Plossable, however I don't know if my hubs has an account here.


----------



## turnera (Jan 22, 2010)

Thor'swife said:


> "How often does he help you" depends on the help your asking about. The choirs? I have to remind him or they'd never get done. He could like in utter filth, I've seen it. Now if you mean big picture, he pays most of the bills. Then again I haven't had my re-eval with the VA, so that may change.
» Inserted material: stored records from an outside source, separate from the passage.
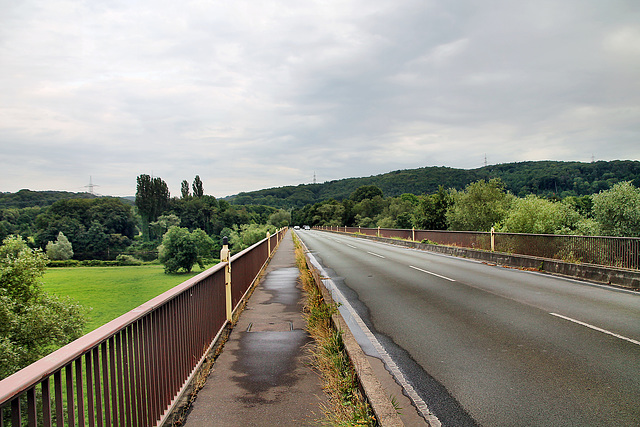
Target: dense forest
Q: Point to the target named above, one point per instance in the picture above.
(542, 178)
(105, 228)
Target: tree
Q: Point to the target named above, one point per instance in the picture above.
(152, 199)
(61, 249)
(366, 192)
(481, 205)
(204, 245)
(617, 210)
(431, 213)
(536, 215)
(280, 218)
(32, 322)
(158, 228)
(178, 250)
(198, 191)
(184, 189)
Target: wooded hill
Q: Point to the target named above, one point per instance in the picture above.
(543, 178)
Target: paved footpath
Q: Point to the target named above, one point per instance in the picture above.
(263, 376)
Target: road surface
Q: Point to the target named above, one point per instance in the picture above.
(493, 346)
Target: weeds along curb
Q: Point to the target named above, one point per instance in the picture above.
(383, 409)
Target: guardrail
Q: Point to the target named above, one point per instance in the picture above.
(132, 370)
(618, 252)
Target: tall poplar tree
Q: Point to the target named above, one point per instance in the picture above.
(198, 191)
(184, 189)
(152, 199)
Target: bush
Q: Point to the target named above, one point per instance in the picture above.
(127, 260)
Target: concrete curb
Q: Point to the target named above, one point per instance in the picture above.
(380, 402)
(607, 275)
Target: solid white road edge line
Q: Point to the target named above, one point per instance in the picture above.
(391, 365)
(595, 328)
(433, 274)
(375, 254)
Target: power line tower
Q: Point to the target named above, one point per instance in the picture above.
(91, 186)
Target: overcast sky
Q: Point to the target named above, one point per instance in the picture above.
(258, 94)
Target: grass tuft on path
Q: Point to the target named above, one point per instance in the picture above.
(347, 406)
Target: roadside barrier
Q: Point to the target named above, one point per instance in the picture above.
(132, 370)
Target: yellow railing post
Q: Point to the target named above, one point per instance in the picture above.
(225, 257)
(269, 244)
(493, 239)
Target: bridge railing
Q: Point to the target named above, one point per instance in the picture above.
(618, 252)
(132, 370)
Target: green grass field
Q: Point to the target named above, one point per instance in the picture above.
(111, 291)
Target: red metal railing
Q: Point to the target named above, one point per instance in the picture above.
(619, 252)
(133, 369)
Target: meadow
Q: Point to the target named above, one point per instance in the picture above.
(111, 291)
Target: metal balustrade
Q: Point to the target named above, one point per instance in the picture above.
(618, 252)
(131, 371)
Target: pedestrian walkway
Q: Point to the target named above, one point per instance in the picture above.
(263, 376)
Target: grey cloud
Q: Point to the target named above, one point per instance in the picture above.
(251, 95)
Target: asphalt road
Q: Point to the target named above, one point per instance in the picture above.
(492, 346)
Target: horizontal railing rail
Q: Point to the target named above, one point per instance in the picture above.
(617, 252)
(131, 370)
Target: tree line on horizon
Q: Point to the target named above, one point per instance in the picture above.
(541, 178)
(102, 228)
(483, 205)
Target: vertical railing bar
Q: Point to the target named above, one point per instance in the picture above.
(120, 375)
(89, 379)
(79, 391)
(155, 352)
(125, 375)
(131, 379)
(165, 351)
(150, 370)
(71, 419)
(32, 416)
(106, 396)
(113, 381)
(141, 383)
(46, 402)
(16, 415)
(97, 385)
(57, 385)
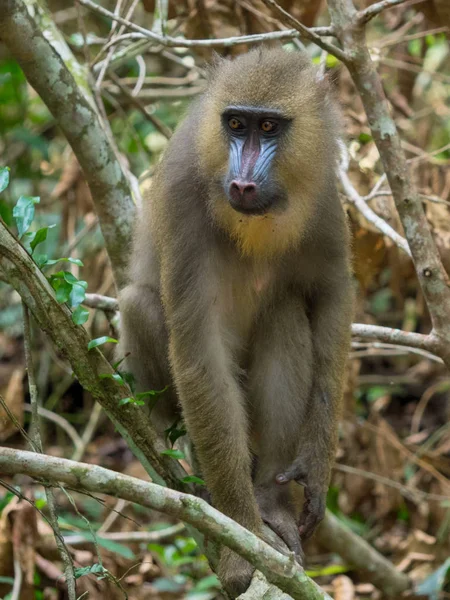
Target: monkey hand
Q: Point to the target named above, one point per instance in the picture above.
(234, 572)
(315, 494)
(276, 511)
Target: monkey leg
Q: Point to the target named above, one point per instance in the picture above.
(144, 342)
(280, 380)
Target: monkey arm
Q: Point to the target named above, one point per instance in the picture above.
(211, 398)
(330, 319)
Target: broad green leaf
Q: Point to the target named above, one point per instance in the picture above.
(176, 454)
(41, 260)
(61, 287)
(433, 584)
(111, 545)
(90, 570)
(78, 293)
(40, 236)
(175, 431)
(208, 582)
(115, 376)
(193, 479)
(68, 276)
(329, 570)
(100, 341)
(80, 315)
(23, 212)
(143, 395)
(126, 401)
(4, 178)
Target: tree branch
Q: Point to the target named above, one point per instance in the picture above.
(364, 16)
(431, 274)
(55, 319)
(306, 32)
(47, 72)
(167, 40)
(377, 569)
(279, 569)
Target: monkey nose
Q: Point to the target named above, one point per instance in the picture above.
(243, 192)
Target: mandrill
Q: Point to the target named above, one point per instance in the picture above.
(240, 294)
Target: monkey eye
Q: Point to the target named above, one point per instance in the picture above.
(235, 124)
(269, 126)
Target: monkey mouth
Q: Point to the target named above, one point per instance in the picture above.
(250, 210)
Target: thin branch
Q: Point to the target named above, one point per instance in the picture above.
(432, 277)
(149, 537)
(397, 337)
(157, 123)
(56, 320)
(180, 42)
(101, 302)
(365, 209)
(279, 569)
(36, 436)
(59, 420)
(364, 16)
(88, 432)
(306, 32)
(411, 493)
(375, 568)
(79, 122)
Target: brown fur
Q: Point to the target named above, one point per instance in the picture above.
(247, 318)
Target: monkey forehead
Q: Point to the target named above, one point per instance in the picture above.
(267, 78)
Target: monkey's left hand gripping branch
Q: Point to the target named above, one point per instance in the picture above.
(280, 570)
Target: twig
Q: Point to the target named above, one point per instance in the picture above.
(180, 42)
(113, 516)
(157, 123)
(411, 493)
(380, 348)
(79, 122)
(149, 537)
(88, 432)
(430, 271)
(101, 302)
(63, 423)
(18, 578)
(364, 16)
(365, 209)
(36, 436)
(375, 568)
(281, 570)
(307, 32)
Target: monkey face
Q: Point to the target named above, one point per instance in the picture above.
(253, 136)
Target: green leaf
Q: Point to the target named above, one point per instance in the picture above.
(193, 479)
(80, 315)
(74, 261)
(100, 341)
(61, 287)
(78, 293)
(4, 178)
(329, 570)
(176, 454)
(91, 570)
(115, 376)
(40, 236)
(435, 582)
(115, 547)
(41, 260)
(174, 432)
(205, 584)
(23, 212)
(129, 400)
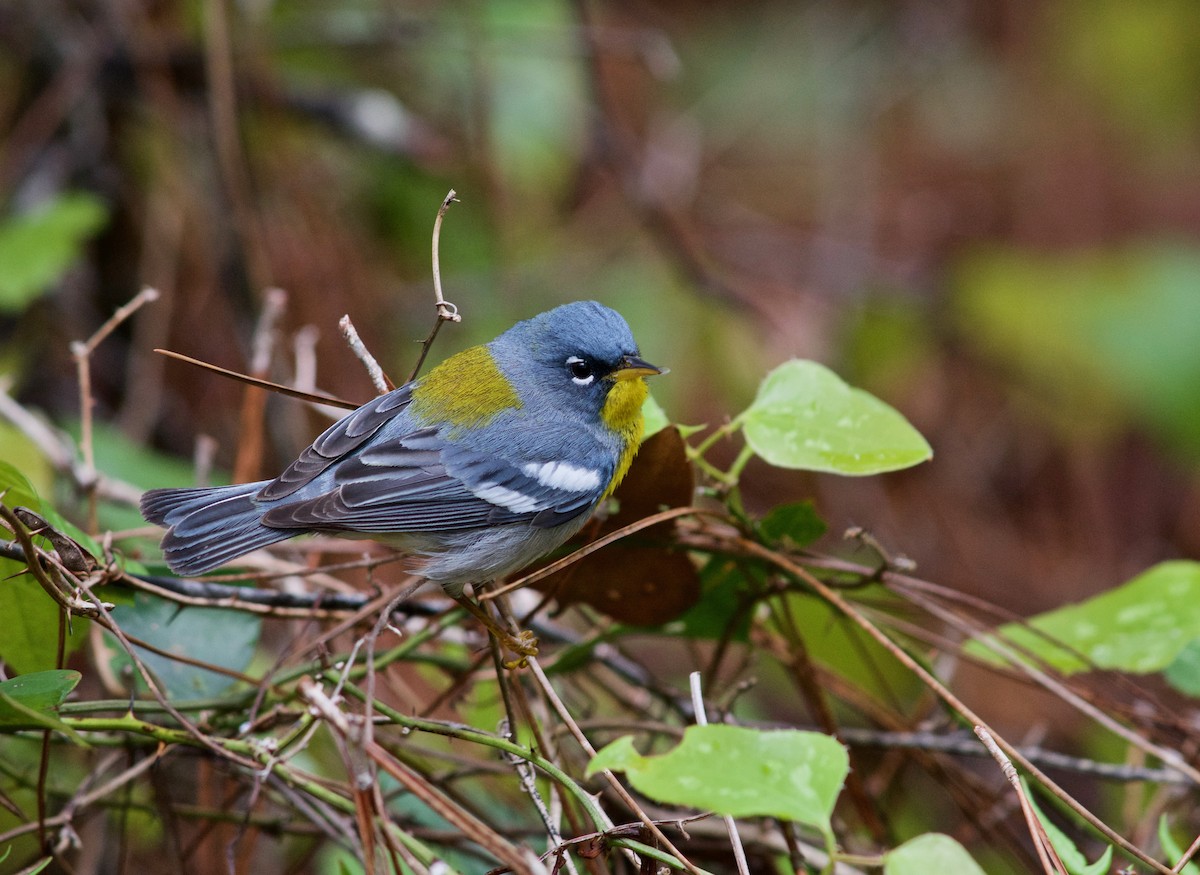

No, I'm asking about, when you have a problem and need help, and you say 'H, I can't get these three things done, will you give me a hand?' - what does he do? Yell at you? Step up and help you? Help but make you feel like crap?


----------



## Thor'swife (May 6, 2016)

turnera said:


> Thor'swife said:
> 
> 
> > "How often does he help you" depends on the help your asking about. The choirs? I have to remind him or they'd never get done. He could like in utter filth, I've seen it. Now if you mean big picture, he pays most of the bills. Then again I haven't had my re-eval with the VA, so that may change.
> ...


Ha ha ha ha!!!! -_- no. For the most part the two chores he has around the house barely get done if they get done at all. If I ask for help on a chore, I have a 25% chance that it will be done at all. I'm away 20 hours a week on a normal week dealing with therapies. He's never taken the kids to get shots, surgeries. Check ups he will deal with if I have other appointments and can not do it. Watching the kids means he plays video games while the kids play in the playroom... Homework= mommy, cleaning=mommy, paying the bills on time=mommy, going to therapies and evaluations=mommy, cooking for everyone not just myself=mommy, making and going to appointments= mommy, taking the car in for maintenance = mommy, need I say more? I get it, I'm not in the military anymore, I stay home now. However I'm barely home at all. When our youngest was born he couldn't even go to the store for food!!!


----------



## turnera (Jan 22, 2010)

Well, then I suggest you start working on this one area. There's a huge lack of respect between you two. And when someone doesn't respect another, it's easy to take you for granted, to forget you even matter. Pick something you want him to help with, something you won't care if it gets done, and tell him you need him to participate in the household, and you'd like him to take on this task now. I suggest starting with his laundry, since it won't matter to you if he does it.


----------



## Blossom Leigh (Mar 27, 2014)

@Thor ... is this your wife?


----------



## Thor'swife (May 6, 2016)

Blossom Leigh said:


> @Thor ... is this your wife?


No, Judging by somethings he has commented on he could be my dad, not my H.